Cette absence de régulation constitue un problème démocratique majeur. Car, elle transforme la parole médiatique en instrument de consolidation des préjugés, plutôt qu’en espace de vérification ou d’analyse.

Le discours de la chroniqueuse révèle une conception implicite et différenciée de la nation : certains jeunes seraient présumés “déjà dedans”, d’autres , "impossible à intégrer" ou à “à surveiller”.

Appeler à l’unité nationale, tout en validant des représentations qui fragmentent symboliquement la société constitue une contradiction majeure.

Le Service national ne peut prétendre à l’universalité, si certaines catégories de citoyens sont préalablement construites comme illégitimes ou potentiellement dangereuses.

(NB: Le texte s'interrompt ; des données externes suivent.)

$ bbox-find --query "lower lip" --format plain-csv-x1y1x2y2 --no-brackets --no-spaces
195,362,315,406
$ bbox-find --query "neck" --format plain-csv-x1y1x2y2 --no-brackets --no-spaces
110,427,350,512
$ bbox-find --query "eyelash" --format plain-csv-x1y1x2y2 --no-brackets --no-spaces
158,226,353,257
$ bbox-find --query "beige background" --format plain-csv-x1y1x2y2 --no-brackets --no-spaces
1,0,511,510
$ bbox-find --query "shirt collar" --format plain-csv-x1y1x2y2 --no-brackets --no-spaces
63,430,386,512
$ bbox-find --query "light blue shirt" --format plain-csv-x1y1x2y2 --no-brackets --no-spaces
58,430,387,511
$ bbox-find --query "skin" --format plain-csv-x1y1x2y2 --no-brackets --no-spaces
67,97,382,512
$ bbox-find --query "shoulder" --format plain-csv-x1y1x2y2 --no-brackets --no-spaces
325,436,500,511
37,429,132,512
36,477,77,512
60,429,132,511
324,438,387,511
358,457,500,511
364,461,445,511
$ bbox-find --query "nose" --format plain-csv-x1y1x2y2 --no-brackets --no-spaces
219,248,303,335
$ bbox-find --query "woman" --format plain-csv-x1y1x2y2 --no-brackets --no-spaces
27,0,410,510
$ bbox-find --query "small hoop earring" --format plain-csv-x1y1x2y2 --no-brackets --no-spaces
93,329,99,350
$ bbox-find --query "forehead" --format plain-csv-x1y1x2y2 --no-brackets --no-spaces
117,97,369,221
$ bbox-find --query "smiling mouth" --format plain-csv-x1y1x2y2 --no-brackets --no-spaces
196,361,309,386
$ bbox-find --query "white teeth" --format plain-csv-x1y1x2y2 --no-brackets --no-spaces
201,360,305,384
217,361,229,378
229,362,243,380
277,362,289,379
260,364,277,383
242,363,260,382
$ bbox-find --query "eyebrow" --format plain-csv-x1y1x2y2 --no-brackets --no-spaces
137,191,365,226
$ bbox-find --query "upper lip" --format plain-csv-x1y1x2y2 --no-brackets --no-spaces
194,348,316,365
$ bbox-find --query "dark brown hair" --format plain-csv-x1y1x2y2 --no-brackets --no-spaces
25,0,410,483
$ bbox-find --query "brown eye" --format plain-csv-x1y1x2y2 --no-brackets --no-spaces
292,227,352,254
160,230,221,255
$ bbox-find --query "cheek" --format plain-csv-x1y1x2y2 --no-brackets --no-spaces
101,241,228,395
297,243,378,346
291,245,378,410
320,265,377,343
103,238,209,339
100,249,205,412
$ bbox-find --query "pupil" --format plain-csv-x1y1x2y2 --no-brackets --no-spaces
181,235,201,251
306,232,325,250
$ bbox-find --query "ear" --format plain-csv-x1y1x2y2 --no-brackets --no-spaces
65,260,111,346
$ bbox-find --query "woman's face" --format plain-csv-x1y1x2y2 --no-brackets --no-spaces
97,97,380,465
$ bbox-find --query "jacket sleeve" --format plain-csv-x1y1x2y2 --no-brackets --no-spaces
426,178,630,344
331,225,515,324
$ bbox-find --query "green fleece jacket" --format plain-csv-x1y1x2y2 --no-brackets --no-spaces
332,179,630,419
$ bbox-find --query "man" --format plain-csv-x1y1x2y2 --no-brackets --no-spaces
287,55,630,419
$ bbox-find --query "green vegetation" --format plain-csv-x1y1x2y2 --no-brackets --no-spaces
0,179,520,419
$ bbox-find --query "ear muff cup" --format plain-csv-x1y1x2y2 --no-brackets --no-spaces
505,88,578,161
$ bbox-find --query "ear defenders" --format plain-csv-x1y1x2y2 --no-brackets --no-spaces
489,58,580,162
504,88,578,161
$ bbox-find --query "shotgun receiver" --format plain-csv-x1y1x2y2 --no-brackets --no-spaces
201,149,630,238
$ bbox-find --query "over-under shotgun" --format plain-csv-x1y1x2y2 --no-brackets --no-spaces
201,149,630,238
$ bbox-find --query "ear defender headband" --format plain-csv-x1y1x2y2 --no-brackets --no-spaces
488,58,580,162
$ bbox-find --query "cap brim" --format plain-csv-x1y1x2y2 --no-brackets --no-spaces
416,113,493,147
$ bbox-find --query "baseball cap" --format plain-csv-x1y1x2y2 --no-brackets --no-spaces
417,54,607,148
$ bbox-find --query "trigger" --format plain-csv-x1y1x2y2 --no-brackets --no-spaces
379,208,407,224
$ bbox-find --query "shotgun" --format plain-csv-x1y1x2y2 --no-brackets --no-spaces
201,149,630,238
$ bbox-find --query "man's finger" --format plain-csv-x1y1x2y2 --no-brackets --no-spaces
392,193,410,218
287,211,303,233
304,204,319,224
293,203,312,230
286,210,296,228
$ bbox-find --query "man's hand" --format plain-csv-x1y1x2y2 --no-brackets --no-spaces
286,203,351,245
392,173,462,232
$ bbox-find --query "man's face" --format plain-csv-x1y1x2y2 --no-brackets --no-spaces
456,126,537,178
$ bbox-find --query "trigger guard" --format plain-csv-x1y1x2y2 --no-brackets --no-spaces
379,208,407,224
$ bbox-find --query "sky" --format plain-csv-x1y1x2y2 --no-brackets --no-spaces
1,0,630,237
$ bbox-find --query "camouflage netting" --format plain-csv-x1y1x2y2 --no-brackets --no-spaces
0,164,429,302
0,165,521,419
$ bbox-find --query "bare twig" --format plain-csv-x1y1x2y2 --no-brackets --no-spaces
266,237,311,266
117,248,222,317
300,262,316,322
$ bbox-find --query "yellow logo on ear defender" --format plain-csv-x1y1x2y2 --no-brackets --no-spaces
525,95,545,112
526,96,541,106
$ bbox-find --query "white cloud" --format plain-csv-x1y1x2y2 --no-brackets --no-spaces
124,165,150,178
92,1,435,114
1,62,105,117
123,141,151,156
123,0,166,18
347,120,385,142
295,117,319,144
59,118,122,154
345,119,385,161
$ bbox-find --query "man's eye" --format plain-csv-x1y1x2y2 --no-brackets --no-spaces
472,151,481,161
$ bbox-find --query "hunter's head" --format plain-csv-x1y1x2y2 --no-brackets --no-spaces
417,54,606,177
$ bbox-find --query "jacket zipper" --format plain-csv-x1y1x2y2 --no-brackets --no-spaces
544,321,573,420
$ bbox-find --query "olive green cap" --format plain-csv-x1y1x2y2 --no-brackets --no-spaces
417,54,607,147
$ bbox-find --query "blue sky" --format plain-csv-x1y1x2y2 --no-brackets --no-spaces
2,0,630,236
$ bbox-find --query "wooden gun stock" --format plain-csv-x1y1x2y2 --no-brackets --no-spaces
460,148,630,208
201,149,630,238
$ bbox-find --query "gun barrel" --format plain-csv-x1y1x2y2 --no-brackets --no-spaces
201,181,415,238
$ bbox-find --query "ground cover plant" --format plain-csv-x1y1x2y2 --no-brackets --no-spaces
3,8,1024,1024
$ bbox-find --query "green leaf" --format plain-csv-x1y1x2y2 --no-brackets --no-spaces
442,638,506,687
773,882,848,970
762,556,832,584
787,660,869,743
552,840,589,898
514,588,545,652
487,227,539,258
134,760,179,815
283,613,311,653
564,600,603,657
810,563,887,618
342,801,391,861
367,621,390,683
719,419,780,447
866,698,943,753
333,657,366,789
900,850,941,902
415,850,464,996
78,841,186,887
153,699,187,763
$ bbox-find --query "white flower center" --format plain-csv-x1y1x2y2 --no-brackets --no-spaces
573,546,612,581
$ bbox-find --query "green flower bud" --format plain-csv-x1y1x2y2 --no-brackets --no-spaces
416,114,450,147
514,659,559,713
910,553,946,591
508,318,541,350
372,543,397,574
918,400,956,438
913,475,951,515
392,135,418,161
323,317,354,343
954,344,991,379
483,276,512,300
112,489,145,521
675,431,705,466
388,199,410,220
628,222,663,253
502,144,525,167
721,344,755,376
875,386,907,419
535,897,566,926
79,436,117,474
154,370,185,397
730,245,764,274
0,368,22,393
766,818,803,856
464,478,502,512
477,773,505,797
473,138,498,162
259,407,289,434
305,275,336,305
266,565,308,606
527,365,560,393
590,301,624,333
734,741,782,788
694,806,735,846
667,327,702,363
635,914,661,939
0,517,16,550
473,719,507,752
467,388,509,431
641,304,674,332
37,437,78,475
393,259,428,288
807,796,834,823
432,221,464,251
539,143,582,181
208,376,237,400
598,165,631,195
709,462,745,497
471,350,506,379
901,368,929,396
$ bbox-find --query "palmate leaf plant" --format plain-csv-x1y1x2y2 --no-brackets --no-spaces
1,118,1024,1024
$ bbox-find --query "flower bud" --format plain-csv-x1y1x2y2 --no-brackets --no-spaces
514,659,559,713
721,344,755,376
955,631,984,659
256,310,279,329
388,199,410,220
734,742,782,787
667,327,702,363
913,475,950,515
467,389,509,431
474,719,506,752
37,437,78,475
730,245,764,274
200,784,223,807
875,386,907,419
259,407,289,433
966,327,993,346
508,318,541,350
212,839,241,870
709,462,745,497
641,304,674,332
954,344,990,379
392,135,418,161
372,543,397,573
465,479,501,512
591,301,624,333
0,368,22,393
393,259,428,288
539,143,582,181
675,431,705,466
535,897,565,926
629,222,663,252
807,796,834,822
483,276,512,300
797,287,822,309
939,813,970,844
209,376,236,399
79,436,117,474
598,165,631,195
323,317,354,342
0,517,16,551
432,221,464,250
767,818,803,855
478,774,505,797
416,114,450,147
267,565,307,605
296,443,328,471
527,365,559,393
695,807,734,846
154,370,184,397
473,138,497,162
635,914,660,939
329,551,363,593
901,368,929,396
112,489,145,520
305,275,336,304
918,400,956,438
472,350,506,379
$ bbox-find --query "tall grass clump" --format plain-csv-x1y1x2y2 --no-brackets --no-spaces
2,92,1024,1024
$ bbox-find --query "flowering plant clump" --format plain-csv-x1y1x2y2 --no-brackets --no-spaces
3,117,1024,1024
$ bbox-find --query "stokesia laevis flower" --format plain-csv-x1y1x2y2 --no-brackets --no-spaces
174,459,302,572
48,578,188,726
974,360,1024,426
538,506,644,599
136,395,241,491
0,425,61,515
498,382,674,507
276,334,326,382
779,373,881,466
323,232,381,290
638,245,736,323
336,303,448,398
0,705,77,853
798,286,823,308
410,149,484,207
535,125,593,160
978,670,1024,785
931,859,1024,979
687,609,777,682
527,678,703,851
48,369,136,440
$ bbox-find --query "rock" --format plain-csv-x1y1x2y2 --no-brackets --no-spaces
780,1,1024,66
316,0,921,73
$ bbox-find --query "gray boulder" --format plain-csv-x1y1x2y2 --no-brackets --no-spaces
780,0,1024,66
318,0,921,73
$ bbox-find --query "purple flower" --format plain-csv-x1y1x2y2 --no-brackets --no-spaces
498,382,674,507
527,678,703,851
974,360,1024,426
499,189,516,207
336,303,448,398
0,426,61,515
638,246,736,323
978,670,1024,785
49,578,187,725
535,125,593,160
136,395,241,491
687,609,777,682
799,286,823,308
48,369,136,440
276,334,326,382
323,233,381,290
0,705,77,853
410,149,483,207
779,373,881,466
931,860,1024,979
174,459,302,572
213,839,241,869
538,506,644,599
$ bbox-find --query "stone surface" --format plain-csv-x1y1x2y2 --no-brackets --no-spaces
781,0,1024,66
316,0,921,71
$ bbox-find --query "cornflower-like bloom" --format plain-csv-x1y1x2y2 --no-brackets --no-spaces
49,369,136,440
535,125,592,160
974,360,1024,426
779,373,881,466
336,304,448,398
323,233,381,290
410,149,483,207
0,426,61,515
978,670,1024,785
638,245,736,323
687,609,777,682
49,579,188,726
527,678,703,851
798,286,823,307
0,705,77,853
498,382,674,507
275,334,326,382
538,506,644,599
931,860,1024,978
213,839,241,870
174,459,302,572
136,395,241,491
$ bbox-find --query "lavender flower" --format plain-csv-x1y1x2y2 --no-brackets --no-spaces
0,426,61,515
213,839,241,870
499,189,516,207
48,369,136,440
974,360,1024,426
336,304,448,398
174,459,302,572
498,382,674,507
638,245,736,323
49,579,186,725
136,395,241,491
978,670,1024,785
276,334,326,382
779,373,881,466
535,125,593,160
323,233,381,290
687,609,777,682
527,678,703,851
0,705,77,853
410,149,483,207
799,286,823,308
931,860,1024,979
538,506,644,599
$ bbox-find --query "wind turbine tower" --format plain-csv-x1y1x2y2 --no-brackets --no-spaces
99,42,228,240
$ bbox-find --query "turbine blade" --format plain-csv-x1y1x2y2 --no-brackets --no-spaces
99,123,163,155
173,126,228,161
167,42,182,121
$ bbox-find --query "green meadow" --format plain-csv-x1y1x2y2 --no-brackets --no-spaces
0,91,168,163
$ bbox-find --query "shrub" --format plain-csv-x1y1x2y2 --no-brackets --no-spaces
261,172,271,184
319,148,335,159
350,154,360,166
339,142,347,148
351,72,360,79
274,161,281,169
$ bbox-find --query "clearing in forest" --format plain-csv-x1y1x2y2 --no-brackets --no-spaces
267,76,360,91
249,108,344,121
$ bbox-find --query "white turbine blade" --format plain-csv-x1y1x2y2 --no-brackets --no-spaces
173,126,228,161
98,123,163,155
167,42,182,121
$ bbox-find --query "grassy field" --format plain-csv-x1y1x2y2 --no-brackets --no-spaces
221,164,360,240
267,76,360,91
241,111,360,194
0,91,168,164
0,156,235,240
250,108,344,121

Les propos tenus sur LCI constituent un jalon supplémentaire dans un processus plus large de stigmatisation médiatique des quartiers populaires et leurs populations postcoloniales. Leur caractère problématique tient surtout, à leur capacité à produire et stabiliser des catégories sociales qui structurent l’action publique.

En essentialisant une partie de la jeunesse, en inversant les responsabilités de la marginalité et en substituant aux analyses structurelles un récit sécuritaire simplificateur, ce discours contribue à fragiliser encore plus, la cohésion sociale.

Il confirme, également une tendance préoccupante. La libération de la parole raciste, qui ne se limite plus aux sphères de l’extrême droite, mais gagne désormais des espaces publics, médiatiques et même politiques. C'est ainsi, que des discours autrefois marginalisés sont normalisés.

Une telle conception n’est pas sans conséquences. Elle justifie des politiques discriminatoires, et exacerbe les fractures sociales. Elle réduit, par ailleurs, "l’universalité républicaine", si tant est qu'elle ait existé, au rang de slogan sans substance.

Enfin, je crois nécessaire de souligner, que la complicité du ce média face à ces propos révèle l’imposture de sa prétendue vocation démocratique. En l’absence de contradiction ou de contextualisation, l’espace médiatique cesse d’être un lieu de délibération pour devenir un vecteur de reproduction des hiérarchies sociales.

Dans ces conditions, je pense, que la critique n’est pas seulement nécessaire : elle est impérative.

Car, le risque est grand, qu'on s’achemine vers une fermeture autoritaire, portée par une politique assumée de surveillance, de tri social et d’exclusion.